A newly discovered fossil may be the remains of one of the first stealth hunters, a swimming dinosaur that could use its long neck to sneak up on prey and strike without warning.

Once a resident of a shallow sea in what is now southeast China, the newly found reptile with fangs would have hunted in murky waters, its small head extending far from the bulky body that fish would have recognized as a predator.

"The long neck would allow it to approach prey without the whole body becoming visible," Olivier Rieppel of the Field Museum in Chicago, a co-author of the report, said in a telephone interview.

The new fossil was discovered by Chun Li of the Chinese Academy of Sciences in 2002. The creature is described by Li and colleagues in this week's issue of the journal Science.
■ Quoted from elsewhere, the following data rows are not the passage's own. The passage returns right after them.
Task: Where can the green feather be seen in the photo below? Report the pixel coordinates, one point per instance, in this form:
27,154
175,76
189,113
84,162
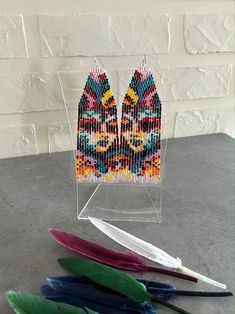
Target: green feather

Li named the new dinosaur, which lived about 230 million years ago, Dinocephalosaurus orientalis, meaning terrible headed lizard from the Orient.

With a body about three feet long and a neck adding five and a half feet - the newly named creature is related to Tanystropheus, another long-necked reptile that lived in the area of Europe and the Middle East.

But the researchers said the new dinosaur had 25 neck vertebrae, more than twice that of Tanystropheus, and in Dinocephalosaurus they were not as elongated. It had rib-like bones parallel to the vertebrae.

They are both members of a diverse reptile group called the protorosaurs, which have long necks and elongated neck vertebrae. For years scientists have wondered at the purpose for the long necks in this group of animals.

"This is important research because we have finally explained the functional purpose of this strange, long neck," said Rieppel, head of geology and curator of fossil amphibians and reptiles at the Field Museum.

As Dinocephalosaurus approached in murky water, its prey would have been aware only of the relatively small head, not the full-size profile of a predator.

Michael LaBarbera of the University of Chicago, a co-author of the report, said the rib-like bones along the side of the neck may also have played a role in hunting.

Those bones give the neck some stiffness, Rieppel explained. It could flex, but not like a snake.

According to LaBarbera, contraction of the creature's neck muscles could have rapidly straightened the neck and splayed the neck ribs outward.

That would have greatly increased the volume of the throat, allowing the animal to lunge forward in the water at prey. Ordinarily, lunging through water creates a pressure wave that a fish can sense, allowing it to flee. But the researchers said that by suddenly enlarging its throat Dinocephalosaurus could, in effect, suck in and swallow its own pressure wave, giving it the ability to strike without warning.

"It allowed an almost perfect strike at prey, which usually consisted of elusive fish and squid," Rieppel said.

It's a process similar to the suction feeding done by some fish and turtles, Rieppel added.

"Feeding underwater in a dense medium is always a problem, and suction feeding is an elegant solution," he said.

But, LaBarbera said in a statement, "suction feeding in Dinocephalosaurus was different from suction feeding in any other animal. Rather than expand the volume of its mouth to suck in prey, Dinocephalosaurus expanded the volume of its throat, in many ways a more effective approach."

The research was funded by the National Natural Science Foundation of China.